The Kinesis consumer must be tuned carefully
We, probably like the majority of Flink/Kinesis users, use the first-party Kinesis Flink connector. Most throughput issues I encountered were solved by tweaking one or another of its many configuration parameters. The ones we had to tune when all was said and done were:- SHARD_IDLE_INTERVAL_MILLIS: configures how long to wait for new records to appear on a given Kinesis shard before giving up and declaring the shard idle
- WATERMARK_SYNC_QUEUE_CAPACITY: configures how many records each shard consumer can enqueue before they are emitted to downstream consumers
- WATERMARK_LOOKAHEAD_MILLIS: configures how far ahead of the current watermark the consumer is allowed to emit records to downstream tasks
- WATERMARK_SYNC_MILLIS: configures how many milliseconds to wait before requesting watermarks from each shard consumer for the purpose of syncing up their watermarks
- SHARD_GETRECORDS_RETRIES: configures how many times we retry getting records before giving up and killing the application
- SHARD_GETITERATOR_RETRIES: same as above but for getting a shard iterator
- SHARD_GETRECORDS_BACKOFF_MAX: configures how long to wait (at most) before retrying a get records request
- SHARD_GETITERATOR_BACKOFF_MAX: same as above but for getting a shard iterator
Aggregation can be slow for certain Flink state
Our initial draft of our application implemented windowing using aggregation. Aggregation allows Flink to reduce window state to an intermediate, aggregated value in order to reduce state size and reduce burst demand on the application when the window closes.Unfortunately, it turns out that Flink's keyed and operator state cannot be accessed within the context of an aggregation function. Thus, the Flink state, which can be updated very quickly and without deserializing the entire serialized aggregator, cannot be accessed and Flink must deserialize and serialize the intermediate state each time it aggregates the window's records. It seems others have also encountered this problem .
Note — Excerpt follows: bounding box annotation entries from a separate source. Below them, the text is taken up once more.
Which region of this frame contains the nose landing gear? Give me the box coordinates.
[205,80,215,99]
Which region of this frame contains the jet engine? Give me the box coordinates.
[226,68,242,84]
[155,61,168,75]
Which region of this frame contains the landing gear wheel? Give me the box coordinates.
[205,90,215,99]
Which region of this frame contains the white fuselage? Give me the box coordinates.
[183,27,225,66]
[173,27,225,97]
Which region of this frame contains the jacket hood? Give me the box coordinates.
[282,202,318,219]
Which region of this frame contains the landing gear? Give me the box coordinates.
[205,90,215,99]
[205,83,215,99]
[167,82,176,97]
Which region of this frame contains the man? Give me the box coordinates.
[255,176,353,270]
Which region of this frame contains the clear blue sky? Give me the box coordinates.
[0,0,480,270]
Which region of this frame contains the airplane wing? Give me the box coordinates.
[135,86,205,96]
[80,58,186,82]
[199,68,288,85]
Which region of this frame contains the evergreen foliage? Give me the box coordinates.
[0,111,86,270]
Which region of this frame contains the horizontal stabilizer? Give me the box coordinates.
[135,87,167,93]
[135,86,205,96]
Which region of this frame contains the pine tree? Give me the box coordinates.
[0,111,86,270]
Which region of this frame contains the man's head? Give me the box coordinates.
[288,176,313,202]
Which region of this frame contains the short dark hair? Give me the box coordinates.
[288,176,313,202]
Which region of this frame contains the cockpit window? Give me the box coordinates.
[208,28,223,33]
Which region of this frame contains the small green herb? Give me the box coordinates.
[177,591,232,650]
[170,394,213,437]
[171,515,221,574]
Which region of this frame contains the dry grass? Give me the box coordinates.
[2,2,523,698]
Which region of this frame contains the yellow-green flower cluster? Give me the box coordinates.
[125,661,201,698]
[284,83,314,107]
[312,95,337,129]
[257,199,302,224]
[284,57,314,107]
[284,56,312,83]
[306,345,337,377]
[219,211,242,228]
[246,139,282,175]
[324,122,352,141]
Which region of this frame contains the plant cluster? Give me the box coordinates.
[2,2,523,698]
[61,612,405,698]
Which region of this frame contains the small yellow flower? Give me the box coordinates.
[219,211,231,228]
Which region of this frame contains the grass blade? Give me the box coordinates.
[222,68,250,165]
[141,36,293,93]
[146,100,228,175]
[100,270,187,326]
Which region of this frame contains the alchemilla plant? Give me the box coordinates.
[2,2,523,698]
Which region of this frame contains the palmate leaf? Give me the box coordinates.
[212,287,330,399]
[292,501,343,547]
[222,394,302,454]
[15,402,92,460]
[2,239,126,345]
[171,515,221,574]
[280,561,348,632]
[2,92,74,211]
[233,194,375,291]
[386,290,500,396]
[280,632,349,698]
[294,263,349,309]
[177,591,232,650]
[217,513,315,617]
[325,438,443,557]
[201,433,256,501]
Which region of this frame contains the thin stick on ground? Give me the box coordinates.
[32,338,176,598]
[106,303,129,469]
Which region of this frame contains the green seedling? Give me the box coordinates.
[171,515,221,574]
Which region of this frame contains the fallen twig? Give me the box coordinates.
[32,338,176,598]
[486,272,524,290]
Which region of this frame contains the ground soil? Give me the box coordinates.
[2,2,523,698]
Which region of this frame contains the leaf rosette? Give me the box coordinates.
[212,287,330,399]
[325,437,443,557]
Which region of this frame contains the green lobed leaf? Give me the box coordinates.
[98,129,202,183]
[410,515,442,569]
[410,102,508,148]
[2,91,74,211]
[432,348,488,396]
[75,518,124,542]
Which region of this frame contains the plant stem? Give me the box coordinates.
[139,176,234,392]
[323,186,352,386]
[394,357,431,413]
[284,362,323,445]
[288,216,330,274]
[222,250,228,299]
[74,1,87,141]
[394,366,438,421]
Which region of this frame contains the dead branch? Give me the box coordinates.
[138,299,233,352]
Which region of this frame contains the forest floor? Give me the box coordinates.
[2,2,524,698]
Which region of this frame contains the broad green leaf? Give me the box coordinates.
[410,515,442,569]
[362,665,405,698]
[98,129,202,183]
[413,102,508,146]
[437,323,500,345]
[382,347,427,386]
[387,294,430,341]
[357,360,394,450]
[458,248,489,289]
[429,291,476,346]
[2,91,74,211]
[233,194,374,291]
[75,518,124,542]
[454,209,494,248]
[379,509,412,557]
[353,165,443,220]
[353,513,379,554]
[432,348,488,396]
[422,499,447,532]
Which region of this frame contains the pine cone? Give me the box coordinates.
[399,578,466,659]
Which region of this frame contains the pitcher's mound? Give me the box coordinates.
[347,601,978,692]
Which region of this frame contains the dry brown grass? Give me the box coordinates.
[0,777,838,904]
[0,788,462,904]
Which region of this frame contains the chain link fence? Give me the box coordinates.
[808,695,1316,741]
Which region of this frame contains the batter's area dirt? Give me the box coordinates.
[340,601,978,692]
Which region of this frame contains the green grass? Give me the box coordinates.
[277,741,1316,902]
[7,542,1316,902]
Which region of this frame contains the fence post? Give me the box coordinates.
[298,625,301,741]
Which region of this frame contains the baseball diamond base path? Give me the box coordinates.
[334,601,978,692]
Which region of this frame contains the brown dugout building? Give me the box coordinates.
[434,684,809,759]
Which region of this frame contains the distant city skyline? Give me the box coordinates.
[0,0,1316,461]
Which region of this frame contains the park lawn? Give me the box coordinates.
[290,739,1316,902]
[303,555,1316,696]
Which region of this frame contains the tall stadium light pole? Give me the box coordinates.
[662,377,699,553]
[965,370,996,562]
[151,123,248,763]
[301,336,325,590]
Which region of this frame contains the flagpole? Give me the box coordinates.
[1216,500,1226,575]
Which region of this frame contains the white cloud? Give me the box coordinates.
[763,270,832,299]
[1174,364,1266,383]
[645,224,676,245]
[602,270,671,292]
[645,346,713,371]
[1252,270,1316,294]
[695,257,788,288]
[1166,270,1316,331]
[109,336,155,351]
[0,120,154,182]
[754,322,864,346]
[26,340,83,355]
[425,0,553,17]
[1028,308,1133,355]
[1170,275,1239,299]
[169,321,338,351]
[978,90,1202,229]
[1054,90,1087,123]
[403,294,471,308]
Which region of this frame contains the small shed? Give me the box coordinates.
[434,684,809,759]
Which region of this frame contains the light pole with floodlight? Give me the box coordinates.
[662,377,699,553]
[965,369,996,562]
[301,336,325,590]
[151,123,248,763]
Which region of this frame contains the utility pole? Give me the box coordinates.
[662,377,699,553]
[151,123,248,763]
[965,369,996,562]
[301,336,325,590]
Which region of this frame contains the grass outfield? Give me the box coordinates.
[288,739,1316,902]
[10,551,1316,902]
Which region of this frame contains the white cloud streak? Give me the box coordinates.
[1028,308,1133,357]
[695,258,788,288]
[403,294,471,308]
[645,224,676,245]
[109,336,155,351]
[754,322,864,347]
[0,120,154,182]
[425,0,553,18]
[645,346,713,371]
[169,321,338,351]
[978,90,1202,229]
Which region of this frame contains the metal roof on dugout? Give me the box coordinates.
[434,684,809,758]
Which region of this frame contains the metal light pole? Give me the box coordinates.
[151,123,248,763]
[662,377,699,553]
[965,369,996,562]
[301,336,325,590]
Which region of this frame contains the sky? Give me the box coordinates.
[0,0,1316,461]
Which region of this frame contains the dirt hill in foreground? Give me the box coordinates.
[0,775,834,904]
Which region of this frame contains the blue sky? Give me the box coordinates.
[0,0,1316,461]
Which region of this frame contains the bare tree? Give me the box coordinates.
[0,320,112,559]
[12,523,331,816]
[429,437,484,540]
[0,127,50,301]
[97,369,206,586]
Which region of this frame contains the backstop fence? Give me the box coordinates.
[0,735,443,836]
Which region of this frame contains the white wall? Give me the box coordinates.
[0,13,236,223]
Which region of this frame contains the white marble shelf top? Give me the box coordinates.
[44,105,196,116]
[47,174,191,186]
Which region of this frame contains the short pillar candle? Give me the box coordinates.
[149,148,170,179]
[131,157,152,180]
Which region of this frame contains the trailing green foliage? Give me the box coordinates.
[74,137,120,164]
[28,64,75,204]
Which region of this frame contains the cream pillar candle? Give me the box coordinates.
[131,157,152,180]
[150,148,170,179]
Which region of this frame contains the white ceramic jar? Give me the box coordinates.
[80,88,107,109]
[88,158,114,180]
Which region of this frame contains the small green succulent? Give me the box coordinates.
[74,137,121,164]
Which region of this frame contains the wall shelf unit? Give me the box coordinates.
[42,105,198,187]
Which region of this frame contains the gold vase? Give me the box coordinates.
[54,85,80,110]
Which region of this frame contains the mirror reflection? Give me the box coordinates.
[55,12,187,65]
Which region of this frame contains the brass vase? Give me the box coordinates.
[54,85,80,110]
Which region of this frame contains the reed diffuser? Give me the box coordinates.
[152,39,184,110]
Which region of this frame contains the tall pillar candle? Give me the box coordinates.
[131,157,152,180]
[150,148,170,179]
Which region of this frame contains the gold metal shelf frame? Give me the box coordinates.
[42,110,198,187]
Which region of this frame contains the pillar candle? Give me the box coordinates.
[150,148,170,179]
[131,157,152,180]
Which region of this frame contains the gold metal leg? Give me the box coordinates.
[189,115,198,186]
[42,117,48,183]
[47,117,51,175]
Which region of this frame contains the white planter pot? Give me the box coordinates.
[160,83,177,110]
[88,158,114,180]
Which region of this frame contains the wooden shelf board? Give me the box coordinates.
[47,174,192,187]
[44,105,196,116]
There's no way around understanding the Framework
My hope was that constructing a Flink app would be a quick project and I wouldn't get too into the weeds with the inner workings of the Flink framework. This app confirmed what I held true of frameworks: that any non-trivial project will require you to grapple with their low level details. The thought has certainly crossed my mind whether we could have written a stream processing application without all the heavy-dutiness of Flink, but for anyone writing two or more stream processing applications of this sort, I could see the cost-benefit inequality working out in favor of learning Flink, thereby amortizing the cost of learning its characteristics. The appeal of running in a managed environment via Kinesis Data Analytics means hopefully recouping some maintenance cost in the long-run too, another very attractive proposition.To those seeking to learn Flink, I would recommend Stream Processing with Apache Flink. I discovered it much too late, and I would have saved a lot of time had I started with this book before diving into Flink. It covers Flink with a very logical flow that leads to, in my experience, a much better understanding of the topics presented than documentation on the Flink project website.
Comparison to KDA SQL application
As hoped, the KDA app has so far withstood the large input values which tripped up the SQL implementation. This comes at the expense of a wildly larger amount of code.
$sloccount .
SLOC Directory SLOC-by-Language (Sorted)
566 src_main java=566
408 src_test java=408
Totals grouped by language (dominant language first):
java: 974 (100%)
Both the SQL application and Flink support autoscaling on KDA, though they expose different parameters for tuning it. The Flink runtime offers two parameters:
- Parallelism: The total parallelism of the application
- ParallelismPerKPU: The max # of tasks which can be scheduled on a single KPU
It's too early to weigh in on the comparative operational burden of the two services, but my worst nightmare when running services such as these is magical, unexplainable behavior, and lacking the source code to the SQL runtime makes encountering these sorts of issues seem more likely in the SQL application versus the Flink one.